Dalam Rencana Umum Penyediaan Tenaga Listrik (RUPTL) 2025—2034, Indonesia berencana membangun PLTN berkapasitas total 500 megawatt (MW).
Terkait dengan rencana itu, Aryo menyebut Kadin menerima banyak pertanyaan dari negara-negara lain soal pengembangan nuklir di Tanah Air.
Menurut dia, pembahasan terkait nuklir identik dengan negara seperti AS, Rusia, dan China. Namun, kata Aryo, sebetulnya negara seperti Kanada yang memiliki cadangan uranium cukup besar dan juga menarik.
“Ada teknologi yang sangat menarik dari Kanada dan Korea. Menurut saya ini jauh lebih diterima pemerintah Presiden Donald Trump, kami tidak ingin membuat pihak AS cemas,” kata Aryo melalui siaran pers medio pekan lalu.
Aryo juga mengatakan rencana pembangunan PLTN di Indonesia menarik untuk dibahas, terutama untuk segmen reaktor skala kecil atau small modular reactor (SMR).
Rekomendasi Pakar
Dihubungi terpisah, pakar energi menyarankan Indonesia bisa menggunakan teknologi nuklir dari dua negara berbeda untuk mengembangkan PLTN skala kecil, yang ditarget beroperasi pada 2030 sebesar 500 MW. Selain Rusia, RI bisa bekerja sama dengan China.
Dosen dari Sekolah Teknik Elektro dan Informatika (STEI) Institut Teknologi Bandung (ITB) Nanang Hariyanto mengatakan teknologi reaktor modular kecil dari China cukup canggih.
Negeri Panda juga disebut memiliki sumber daya manusia (SDM) yang mumpuni dan keuangan yang baik dalam mengembangkan nuklir di Tanah Air.
“China itu punya teknologi, punya orang [SMD], finance, yang mengerjakan ada.

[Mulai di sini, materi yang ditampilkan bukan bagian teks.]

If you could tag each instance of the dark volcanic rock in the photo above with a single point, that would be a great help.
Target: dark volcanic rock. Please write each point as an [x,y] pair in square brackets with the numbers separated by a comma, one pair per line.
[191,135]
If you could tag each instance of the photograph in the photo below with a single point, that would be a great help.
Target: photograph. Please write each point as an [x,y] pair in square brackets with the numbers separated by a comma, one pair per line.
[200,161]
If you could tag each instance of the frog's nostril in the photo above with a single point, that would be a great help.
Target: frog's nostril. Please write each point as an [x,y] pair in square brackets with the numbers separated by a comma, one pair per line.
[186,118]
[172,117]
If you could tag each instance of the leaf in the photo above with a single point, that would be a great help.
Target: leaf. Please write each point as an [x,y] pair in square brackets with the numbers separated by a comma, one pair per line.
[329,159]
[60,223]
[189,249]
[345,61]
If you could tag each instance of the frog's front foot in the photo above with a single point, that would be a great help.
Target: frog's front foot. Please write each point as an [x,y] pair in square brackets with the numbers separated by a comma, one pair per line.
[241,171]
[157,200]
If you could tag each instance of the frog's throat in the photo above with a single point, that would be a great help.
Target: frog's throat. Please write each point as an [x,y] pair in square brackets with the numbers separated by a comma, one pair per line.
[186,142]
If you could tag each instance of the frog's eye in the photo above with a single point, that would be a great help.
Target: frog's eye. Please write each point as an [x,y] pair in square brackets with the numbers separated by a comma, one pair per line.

Kalau Rusia teknologinya canggih, tetapi belum tahu finance-nya. Ini masalah geopolitik saja,” kata Nanang.
Nanang mengatakan Indonesia dapat menggunakan dua tempat atau tapak yang berbeda untuk mengembangkan teknologi SMR.
“Bisa kita gunakan teknologi negara yang berbeda, tetapi basis PLTN SMR. Kalau secara peraturan harus berbasis PLTN darat, belum ada yang PLTN terapung. Artinya kalau ada tipe SMR floating, dapat di dock ke pantai sehingga menyatu dengan darat untuk dioperasikan,” ujarnya.
Dalam kaitan itu, PLTN akan dibangun di atas kapal dalam dengan kapasitas kecil untuk mulai pengenalan operasi yakni dengan kapasitas sekitar 30 MW.
Menurutnya, PLTN SMR lebih baik dibangun bertahap dari kapasitas kecil hingga besar untuk meminimalisasi dampak yang ditimbulkan ke depannya.
Nanang juga memerinci jenis teknologi bisa bervariasi dari teknologi yang sudah memiliki lisensi dan sudah beroperasi untuk bekerja sama.
Negara tersebut seperti China yang mempunyai jenis teknologi PLTN berbasis SMR light water reactor (LWR) dan juga high temperature reactor (HTGR).
Kemudian, Korea yang memiliki teknologi SMR LWR, Amerika Serikat (AS) yang memiliki basis teknologi SMR LWR, serta Rusia dengan teknologi tipe LWR dengan jenis floating PLTN atau terapung dan bisa juga ditempatkan di dock pantai atau di atas kapal.
Dia menjelaskan teknologi reaktor SMR dari Rusia yang ada dan tersedia berbasis LWR floating. Sementara itu, AS dengan teknologi NuScale, Korea dengan SMART/iSMR, China dengan ACP100. Ketiganya menggunakan SMR LWR berbasis darat.
Secara aturan, kata dia, PLTN berbasis darat bisa diimplementasikan di Indonesia. Namun, harga akan relatif tergantung skema keuangan dan investasi yang dipakai.
Pembangunan unit pertama PLTN akan mempunyai harga yang relatif lebih mahal. Akan tetapi, apabila banyak unit dibangun di lokasi tapak, harga listrik yang dihasilkan bisa lebih kompetitif.